GLAMs have currently started to take advantage of new technologies that allow visitors to create new meanings and contexts for the objects in their collections. A major motivation for these initiatives is the ability to offer services that go beyond search and retrieval. In other words, as Clay Shirky states: "Public reuse produces a kind of value that doesn‘t just come from publication. It comes from republication and reuse" (Shirky, 2009). Social tagging, for example, was introduced by heritage institutions as one of the first ways to explore the possibilities created by Web 2.0 functionality. Examples include the Brooklyn Museum TAG! You’re it! and the Steve Museum project (Trant, 2009). These user-contributed tags can be used to enrich the vocabularies used by institutions and as new sources of information that aids users to explore the collections based on terminology supplied by non-professionals. But adding tags is just one model for active user engagement that is currently being explored. GLAMs are also encouraging users to add their personal stories or contribute actual objects to the collections (Oomen, 2010). A considerable amount of research is currently being conducted to tackle critical challenges that will define the success of these collaborations between amateurs and professionals. The main challenge remains finding enough knowledgeable and loyal users to maintain a reasonable level of quality (Simon, 2010).

Agora invites users to contribute to the digitally-mediated public history platform by providing different perspectives on collection objects and to compile their own historical narratives. As such, Agora facilitates an active discussion between the experts, the general public and the cultural heritage institutions about the meaning of their collections.

New methods for presenting results

A number of factors, such as the emergence of rich Web applications (e.g., Flash, Java), open APIs, and the increased availability of digitized objects, have influenced how collections can be visualized; for example, by plotting objects on maps or timelines. Historypin (http://www.historypin.com/), for instance, uses a map interface to show historical photographs combined with the possibility to zoom in on a specific a date range. UK Sound Map (http://sounds.bl.uk/uksoundmap/index.aspx) and 1001 Stories Denmark (http://www.kulturarv.dk/1001fortaellinger/en_GB) provides comparable functionalities for sounds and stories respectively. Timeline visualizations are closely related to the way Agora is aiming to present objects and their relationships. The British Library launched Timelines, Sources from History (http://www.bl.uk/learning/timeline/index.html) in 2010; it presents items in the collection chronologically from medieval times to the present day. Next to more topical representations, it allows users to look at key events in history. In the example shown in Figure 2, the key event “End of the Second World War” is shown alongside major advances in Medicine, Science and Technology around that date. Such visualizations offer a means to represent an object in its context.

Fig 2: Timelines, Sources from History of the WorldFig 2: Timelines, Sources from History of the World

The BBC and the British Museum collaborated on a project called “A History of the World” (http://www.bbc.co.uk/ahistoryoftheworld/explorerflash/) that also uses a timeline as a means of navigating through the object space. As a notable additional feature, they invite users to contribute their own objects to the timeline.

Agora utilizes best practices from these projects to visualize relations between objects along different dimensions in an intuitive and user-friendly way. Besides the temporal and spatial dimensions, Agora also presents other contextual relations between objects, such as, sub-event and super-event.

The Simple Event Model (SEM)

Events are multidimensional objects. Besides having an identifier (the event name, such as “Police Action”), events also have associated actors (e.g., “Dutch Government”, “Republic of Indonesia”), locations (e.g., “Java”) and times (e.g., “25 March, 1947”). These actors provide meaning contextual information related to items in a collection, and can be used as starting points for new queries. As all of the objects associated with the events are multidimensional objects themselves and are related to the events differently, it is important to structure so as to make optimal use of its expressivity. Various event models have been proposed: (Lagoze & Hunter, 2001; Raimond & Abdallah, 2007; Scherp et al. 2009), but we chose to use the Simple Event Model (SEM) (Van Hage et al., 2009).

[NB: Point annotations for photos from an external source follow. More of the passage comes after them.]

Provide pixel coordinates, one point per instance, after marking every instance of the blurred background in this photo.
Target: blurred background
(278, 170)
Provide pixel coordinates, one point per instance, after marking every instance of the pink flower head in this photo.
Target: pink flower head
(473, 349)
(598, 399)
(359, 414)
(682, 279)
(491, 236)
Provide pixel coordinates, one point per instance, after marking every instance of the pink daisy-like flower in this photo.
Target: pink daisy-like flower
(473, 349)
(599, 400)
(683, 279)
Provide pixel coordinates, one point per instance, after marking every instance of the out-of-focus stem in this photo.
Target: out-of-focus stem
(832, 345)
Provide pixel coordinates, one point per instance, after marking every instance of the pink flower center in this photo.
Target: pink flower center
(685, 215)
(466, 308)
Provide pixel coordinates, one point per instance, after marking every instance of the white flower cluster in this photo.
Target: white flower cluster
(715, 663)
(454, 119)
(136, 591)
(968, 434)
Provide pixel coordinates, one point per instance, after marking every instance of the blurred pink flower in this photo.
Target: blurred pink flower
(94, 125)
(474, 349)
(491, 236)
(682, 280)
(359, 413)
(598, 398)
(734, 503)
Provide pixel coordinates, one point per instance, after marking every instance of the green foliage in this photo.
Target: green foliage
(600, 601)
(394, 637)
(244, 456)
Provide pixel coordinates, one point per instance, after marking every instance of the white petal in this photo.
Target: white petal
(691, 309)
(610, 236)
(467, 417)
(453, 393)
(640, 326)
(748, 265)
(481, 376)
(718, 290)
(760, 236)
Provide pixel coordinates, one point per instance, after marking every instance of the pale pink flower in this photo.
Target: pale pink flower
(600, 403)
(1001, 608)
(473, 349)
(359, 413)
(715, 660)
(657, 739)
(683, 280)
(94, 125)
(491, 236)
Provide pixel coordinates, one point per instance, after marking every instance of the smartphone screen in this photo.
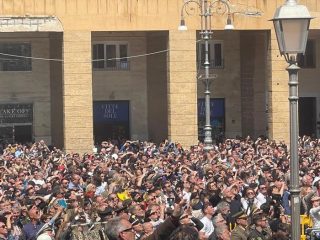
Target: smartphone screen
(62, 203)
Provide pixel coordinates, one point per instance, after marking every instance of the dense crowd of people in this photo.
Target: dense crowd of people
(139, 190)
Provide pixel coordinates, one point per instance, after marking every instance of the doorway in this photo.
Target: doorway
(307, 116)
(16, 133)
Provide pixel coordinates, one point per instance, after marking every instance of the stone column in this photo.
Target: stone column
(77, 92)
(278, 93)
(182, 88)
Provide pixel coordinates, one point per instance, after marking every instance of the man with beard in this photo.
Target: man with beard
(30, 229)
(3, 230)
(239, 232)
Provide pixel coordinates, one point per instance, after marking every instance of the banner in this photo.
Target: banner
(16, 113)
(111, 111)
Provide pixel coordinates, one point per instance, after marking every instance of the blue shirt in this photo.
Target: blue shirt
(30, 230)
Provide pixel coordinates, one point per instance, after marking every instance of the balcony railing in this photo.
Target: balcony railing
(213, 64)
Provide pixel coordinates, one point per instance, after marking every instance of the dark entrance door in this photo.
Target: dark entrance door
(307, 116)
(111, 120)
(23, 134)
(16, 134)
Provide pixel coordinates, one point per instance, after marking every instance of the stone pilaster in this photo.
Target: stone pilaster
(77, 91)
(278, 93)
(182, 88)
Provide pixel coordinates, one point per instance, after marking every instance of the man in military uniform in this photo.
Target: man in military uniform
(239, 232)
(259, 230)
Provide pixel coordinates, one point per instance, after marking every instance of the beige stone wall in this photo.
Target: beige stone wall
(253, 82)
(182, 88)
(77, 91)
(30, 87)
(99, 15)
(126, 85)
(278, 104)
(56, 79)
(157, 86)
(227, 83)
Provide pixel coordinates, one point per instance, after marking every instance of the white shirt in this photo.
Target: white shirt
(261, 198)
(208, 226)
(315, 216)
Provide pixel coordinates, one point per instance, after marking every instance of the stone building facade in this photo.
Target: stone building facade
(97, 69)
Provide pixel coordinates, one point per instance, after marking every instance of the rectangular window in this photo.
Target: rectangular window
(98, 56)
(215, 54)
(16, 59)
(110, 56)
(308, 60)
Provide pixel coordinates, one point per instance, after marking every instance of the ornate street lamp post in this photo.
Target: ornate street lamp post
(291, 24)
(206, 8)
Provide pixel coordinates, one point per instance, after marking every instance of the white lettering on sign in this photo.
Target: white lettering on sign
(111, 111)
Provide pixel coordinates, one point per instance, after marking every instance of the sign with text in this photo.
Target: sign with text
(111, 111)
(16, 113)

We chose SEM because it is created to model events in various domains without making assumptions about domain specific vocabularies. Note that although we are working in the heritage domain, the resources we aim to include in our project (geographical, bibliographical data) are not always from this domain. SEM is designed with a minimum of semantic commitment to guarantee maximal interoperability. It only restricts itself to representing the core of events, where other models, such as CIDOC-CRM (Crofts et al., 2009), aim to describe the domain and information about actors, locations and times. At the same time, SEM is compatible with these other models, and one can relate these to SEM through the Type classes in SEM, through which one can link the “sem:Place Java” object to the GeoNames atlas, for example.

Fig 3: Example of collection object represented with its associated SEM classesFig 3: Example of collection object represented with its associated SEM classes

3.Data

In this section, we describe the data sets we enriched and reveal which additional data sets we used to do so.

3.1. Rijksmuseum Amsterdam collection data

For managing their objects, Rijksmuseum Amsterdam (RMA) uses the curator-targeted AdLib database, based on SPECTRUM, the UK collections management standard. Adlib Museum software also incorporates other international standards, such as the CIDOC guidelines and Getty Object ID. Currently, 60,000 museum objects are registered in this system. A separate information layer was built to connect the Adlib database, image repositories, educational content; it provides access to an extensive collection of online presentations. Search is an integral part of the public RMA website ( http://www.rijksmuseum.nl/zoeken/?focus=assets&lang=nl). It handles hundreds of thousands of hits a day, providing access to museum descriptions and links to exhibition information, quizzes, timelines, Web pages, detailed descriptions, stories, interactive maps, and online games. Figure 3 shows a typical search result from the online collection.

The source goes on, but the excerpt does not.